If you must cut staff, you naturally want to terminate the least productive workers and keep the most productive ones. You could make the decision on the basis of past performance evaluations.

But what if there aren’t any? You might be tempted to have super­visors review the employees and use that as the basis for the RIF list.

Watch out! You could be courting trouble.

Recent case: Mary Lee worked at a hospital, performing routine medical tasks such as bone-density tests, blood draws and X-rays. When she developed a neurological disorder, she told her boss. The manager in turn told Lee that the condition might be debilitating.

Later, Lee had to have surgery to remove a growth that contributed to her nerve problems. She filled out an FMLA form and her leave was approved. However, her supervisor said she should have given more notice.

Then the hospital informed the supervisor that she would have to cut one person from her staff. It provided standard performance review forms to complete and said the scores would determine who stayed employed. The supervisor rated Lee far lower than anyone else, so Lee lost her job.

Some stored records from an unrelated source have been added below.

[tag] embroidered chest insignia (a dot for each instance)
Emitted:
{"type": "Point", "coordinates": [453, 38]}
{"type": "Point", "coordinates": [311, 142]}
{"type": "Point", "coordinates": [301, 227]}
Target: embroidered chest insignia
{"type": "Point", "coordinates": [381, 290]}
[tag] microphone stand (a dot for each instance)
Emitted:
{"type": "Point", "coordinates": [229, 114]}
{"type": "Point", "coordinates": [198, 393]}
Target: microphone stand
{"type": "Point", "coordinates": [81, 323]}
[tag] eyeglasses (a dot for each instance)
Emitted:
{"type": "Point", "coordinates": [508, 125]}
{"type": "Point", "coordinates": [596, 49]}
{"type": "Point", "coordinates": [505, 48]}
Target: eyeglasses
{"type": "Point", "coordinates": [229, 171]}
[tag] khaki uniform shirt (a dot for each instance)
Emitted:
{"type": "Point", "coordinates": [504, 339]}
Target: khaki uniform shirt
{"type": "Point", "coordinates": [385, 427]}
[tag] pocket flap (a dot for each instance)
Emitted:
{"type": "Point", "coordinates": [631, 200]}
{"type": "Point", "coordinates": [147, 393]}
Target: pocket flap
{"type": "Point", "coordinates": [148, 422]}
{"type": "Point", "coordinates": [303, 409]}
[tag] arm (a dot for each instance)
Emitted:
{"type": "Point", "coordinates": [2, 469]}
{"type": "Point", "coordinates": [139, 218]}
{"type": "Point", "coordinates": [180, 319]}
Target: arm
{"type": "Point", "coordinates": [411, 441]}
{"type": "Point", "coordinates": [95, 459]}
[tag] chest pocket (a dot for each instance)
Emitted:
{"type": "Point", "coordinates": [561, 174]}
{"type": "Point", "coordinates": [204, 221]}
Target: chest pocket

Lee sued, alleging that the real reason she was picked was her supervisor’s resentment that she took FMLA leave on short notice.

The hospital argued it had relied on standard performance evaluations to make the RIF decision.

The court didn’t buy that argument. It said that if the supervisor’s evaluation was colored by prejudice and anger at Lee, then relying on that evaluation didn’t shield the hospital from liability. It said Lee’s lawsuit could proceed. (Lee v. Waukegan Hospital Corp., No. 10-C-2956, ND IL, 2011)

Note: The RIF decision might have held up if it had been based on prior performance reviews.